Au cours des dernières années, des études très sérieuses ont tracé un lien entre les conditions météorologiques et les chances de gagner des partis politiques.

En 2007, trois chercheurs de l’Université de Géorgie, aux États-Unis, ont notamment publié The Republicans Should Pray for Rain (Les républicains devraient prier pour qu’il pleuve), ouvrage dans lequel ils ont démontré que le vote à l’endroit des démocrates était affaibli par les mauvaises conditions météorologiques lors des scrutins.

«Ça s’explique entre autres par le fait que les partis de droite ont généralement plus de revenus que ceux de gauche.
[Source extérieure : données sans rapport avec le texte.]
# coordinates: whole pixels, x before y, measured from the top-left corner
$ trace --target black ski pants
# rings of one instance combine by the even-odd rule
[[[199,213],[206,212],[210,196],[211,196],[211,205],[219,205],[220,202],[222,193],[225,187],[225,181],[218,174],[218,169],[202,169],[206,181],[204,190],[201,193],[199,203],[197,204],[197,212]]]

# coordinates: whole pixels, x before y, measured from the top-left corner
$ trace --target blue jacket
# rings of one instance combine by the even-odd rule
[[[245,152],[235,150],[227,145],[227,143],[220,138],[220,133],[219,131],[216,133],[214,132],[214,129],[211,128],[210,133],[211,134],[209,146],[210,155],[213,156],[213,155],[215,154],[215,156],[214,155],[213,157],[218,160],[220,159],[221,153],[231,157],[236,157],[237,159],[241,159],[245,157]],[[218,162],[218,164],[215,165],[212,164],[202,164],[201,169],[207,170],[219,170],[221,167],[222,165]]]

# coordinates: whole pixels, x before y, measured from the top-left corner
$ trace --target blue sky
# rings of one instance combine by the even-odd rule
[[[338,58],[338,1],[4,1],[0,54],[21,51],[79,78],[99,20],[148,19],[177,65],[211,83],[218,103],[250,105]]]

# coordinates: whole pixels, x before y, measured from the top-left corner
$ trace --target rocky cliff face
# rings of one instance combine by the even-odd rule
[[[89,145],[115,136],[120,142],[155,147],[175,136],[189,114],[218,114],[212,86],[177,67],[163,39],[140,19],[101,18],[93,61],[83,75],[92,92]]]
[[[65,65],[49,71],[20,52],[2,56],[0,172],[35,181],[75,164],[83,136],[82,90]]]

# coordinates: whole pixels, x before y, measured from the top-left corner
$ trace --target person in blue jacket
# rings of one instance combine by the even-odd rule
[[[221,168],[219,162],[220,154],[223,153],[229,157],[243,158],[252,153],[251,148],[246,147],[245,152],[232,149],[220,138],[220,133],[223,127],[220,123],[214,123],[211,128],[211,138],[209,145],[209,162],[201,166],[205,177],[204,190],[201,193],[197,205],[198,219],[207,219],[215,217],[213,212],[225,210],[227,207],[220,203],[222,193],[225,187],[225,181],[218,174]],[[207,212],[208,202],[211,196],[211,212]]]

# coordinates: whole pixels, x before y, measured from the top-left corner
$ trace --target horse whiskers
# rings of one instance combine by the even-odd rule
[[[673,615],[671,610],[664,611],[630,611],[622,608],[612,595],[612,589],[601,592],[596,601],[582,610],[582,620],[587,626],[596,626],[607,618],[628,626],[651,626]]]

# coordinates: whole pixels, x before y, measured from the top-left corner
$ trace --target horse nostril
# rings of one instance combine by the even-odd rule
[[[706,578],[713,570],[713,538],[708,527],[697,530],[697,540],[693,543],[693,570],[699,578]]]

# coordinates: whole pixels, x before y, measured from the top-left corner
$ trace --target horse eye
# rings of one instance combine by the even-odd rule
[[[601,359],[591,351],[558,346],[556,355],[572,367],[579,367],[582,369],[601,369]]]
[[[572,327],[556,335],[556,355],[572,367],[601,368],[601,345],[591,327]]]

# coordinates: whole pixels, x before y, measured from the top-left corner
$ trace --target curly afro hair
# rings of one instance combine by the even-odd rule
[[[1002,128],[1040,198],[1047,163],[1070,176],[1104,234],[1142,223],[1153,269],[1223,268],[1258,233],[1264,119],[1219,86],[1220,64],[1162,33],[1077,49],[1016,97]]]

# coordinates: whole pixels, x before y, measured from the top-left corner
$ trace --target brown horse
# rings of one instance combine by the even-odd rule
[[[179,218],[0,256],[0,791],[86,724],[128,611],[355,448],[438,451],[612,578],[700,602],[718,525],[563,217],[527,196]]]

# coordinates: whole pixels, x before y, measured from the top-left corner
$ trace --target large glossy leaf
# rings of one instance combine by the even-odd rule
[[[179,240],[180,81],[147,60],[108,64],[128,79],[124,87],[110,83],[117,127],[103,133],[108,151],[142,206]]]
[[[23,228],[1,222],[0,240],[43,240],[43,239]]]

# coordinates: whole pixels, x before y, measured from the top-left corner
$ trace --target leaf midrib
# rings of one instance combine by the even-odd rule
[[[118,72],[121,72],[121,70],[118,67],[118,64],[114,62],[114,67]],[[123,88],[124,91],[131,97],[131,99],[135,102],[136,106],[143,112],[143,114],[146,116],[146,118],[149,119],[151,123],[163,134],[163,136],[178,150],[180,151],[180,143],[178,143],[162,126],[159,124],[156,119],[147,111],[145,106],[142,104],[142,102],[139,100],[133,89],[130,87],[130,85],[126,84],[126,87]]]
C’est plus facile pour eux, par exemple, de prendre l’une de leurs deux voitures pour aller voter, s’il pleut très fort, que pour la personne plus démunie de gauche qui est en transport en commun», illustre M. Brien.

«D’autres études ont aussi montré que les gens sont plus circonspects, plus traditionnels dans leur choix lorsqu’il pleut.»

Même chose au Canada

Le phénomène a également été étudié en Angleterre. «Des recherches ont démontré que la pluie était considérée comme un désavantage pour le parti travailliste [de gauche] le soir des élections», souligne M. Brien.

La pluie et la neige feraient également baisser de façon significative les taux de participation au scrutin.

«On a pu le voir lors de l’élection du 8 décembre 2008. À moins de deux semaines du début de l’hiver, le temps était glacial au Québec. La sensation de froid était de -25 °C à Montréal. Or, le taux de participation s’est révélé famélique et quasi historique à 57,4 %. Les politiciens ne devraient pas sous-estimer l’effet de la météo.»